Published January 2, 2013 7:52 am

Preservationists say potash project would destroy historic trail.
This is an archived article that was published on sltrib.com in 2013, and information in the article may be outdated. It is provided only for personal research purposes and may not be reprinted.

Utah's scenic Pilot Valley, crossed by one of the last pristine sections of the national historic trail known as the Hastings Cutoff, could be the scene of intensive potash mining under a proposal being developed by a Canadian mining firm.

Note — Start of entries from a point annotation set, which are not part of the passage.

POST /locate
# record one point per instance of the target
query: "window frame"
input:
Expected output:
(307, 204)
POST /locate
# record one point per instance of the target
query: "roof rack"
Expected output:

Mesa Exploration Co., a publicly traded Vancouver-based company, is seeking Bureau of Land Management permission to prospect this stretch of salt flats where about 160 years ago California-bound immigrants struggled to reach the life-saving waters at Donner Springs. In statements to investors, the company said its proposed Bounty Potash Project will yield on par with the Intrepid potash operation to the south and east of Wendover, which generates up to $65 million annually.

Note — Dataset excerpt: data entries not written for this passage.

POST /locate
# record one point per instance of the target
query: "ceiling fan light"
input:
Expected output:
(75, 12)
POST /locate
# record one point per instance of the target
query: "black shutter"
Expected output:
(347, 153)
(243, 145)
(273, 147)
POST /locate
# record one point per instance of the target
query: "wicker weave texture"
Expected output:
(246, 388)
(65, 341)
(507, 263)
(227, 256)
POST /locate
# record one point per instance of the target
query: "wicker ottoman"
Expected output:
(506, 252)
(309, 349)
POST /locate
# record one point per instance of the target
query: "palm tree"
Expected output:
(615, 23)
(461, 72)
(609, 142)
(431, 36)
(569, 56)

BLM officials say approval is a long way off, even as the company says it's ready to drill. Historic preservationists, meanwhile, argue these lands should be off-limits.

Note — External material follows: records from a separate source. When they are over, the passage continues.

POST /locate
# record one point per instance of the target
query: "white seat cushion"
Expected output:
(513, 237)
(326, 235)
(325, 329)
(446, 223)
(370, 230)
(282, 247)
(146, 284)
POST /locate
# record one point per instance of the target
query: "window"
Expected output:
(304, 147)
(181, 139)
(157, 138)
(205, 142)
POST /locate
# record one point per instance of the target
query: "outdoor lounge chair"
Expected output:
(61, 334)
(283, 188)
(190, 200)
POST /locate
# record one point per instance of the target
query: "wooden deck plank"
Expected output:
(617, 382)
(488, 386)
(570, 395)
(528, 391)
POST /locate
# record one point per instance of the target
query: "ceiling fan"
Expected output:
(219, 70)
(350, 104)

Extraction of potash — which provides a key nutrient in agricultural fertilizers — on salt playas requires a network of ditches that use solar evaporation to precipitate potassium-rich salts from brine.

"There will be very little visual impact caused by the Bounty Potash operation as the area is out of sight of all but the few people who might visit this remote area," wrote geologist Dana Durgin in a Mesa Exploration technical report. "The people living nearby are also quite familiar with such a project and no significant local antipathy toward the project is expected."

But leaders of the Oregon-California Trails Association, a nonprofit devoted to preserving and promoting historic pioneer routes, say this kind of industrial development can only come at the cost of destroying the Hastings Cutoff.

"We can't have a wonderful wilderness environment with a section of pristine trail out there and still have a potash mine in the same area," said Salt Lake City historian T. Michael Smith, the group's Utah chapter president. "It is beautiful enough and historic enough in terms of the trail and the prehistoric uses that it should be preserved and used as it has for several decades."

The project area covers 125 square miles of playa exposed when Lake Bonneville dried up thousands of years ago, concentrating minerals into the ancient lakebed. Pilot Peak and the Silver Island Mountains frame this valley that posed the final 10 miles of the arduous, dangerous salt flat crossing for the ill-fated 1846 Donner party and the gold seekers who followed. Wagon wheel ruts remain visible in many places, even though the route was abandoned by the early 1850s.

A 54-mile national scenic byway encircling Silver Island skirts the southeast edge of the project area.

BLM owns most of the project area, which features a checkerboard of private and Utah state lands. Mesa leased 14 square miles of state land, is negotiating to acquire mineral rights on an additional 22 square miles of private land and has applied for prospecting permits on the remaining 89 square miles of federal land.

The technical report Mesa commissioned in early 2012 found a "substantial potash resource," citing a 1966 exploratory project that detected the presence of 5.1 million tons of potash. The report says Bounty is analogous to a nearby salt flat operation in size and grade.

For 75 years, Intrepid Potash's Wendover operation has produced up to 95,000 tons of potash and 200,000 tons of magnesium chloride a year. It has also carved 100 miles of bermed ditches into the lakebed.

When Bounty starts producing potash, Mesa has projected operating costs of $180 a ton for a commodity that sells for $500 to $650.

Mesa officials could not be reached Monday, but their public statements over the past several months give the impression Bounty prospecting is already under way and actual development will not face serious regulatory hurdles.

"Because the area is a lifeless, barren salt flat there are no anticipated environmental or permitting issues," the company reported in a July 31 news release. The company also announced its contractor Cross Marine Projects Co. would begin exploratory drilling by summer 2012.

However, the BLM has yet to complete its own minerals report, which will determine whether prospecting is necessary and appropriate, according to agency spokeswoman Megan Crandall, who stressed Monday that no drilling has been authorized. If that permission is given, the National Environmental Policy Act will require further reviews before mining can commence.

"There are a lot of moving parts," Crandall said. "We are absolutely taking our time to make sure we are doing all our due diligence to make the right decision."

Mesa has also filed exploration-permit applications on 116 square miles on BLM land in Grand County, covering three locations south of Green River where Intrepid has an active potash operation nearby, according to company press releases.

bmaffly@sltrib.com Bounty Potash Project

Mesa Exploration Co. is exploring the potash potential of the Pilot Valley, 120 miles west of Salt Lake City. The historic Hastings Cutoff of the California Trail runs across the proposed project area.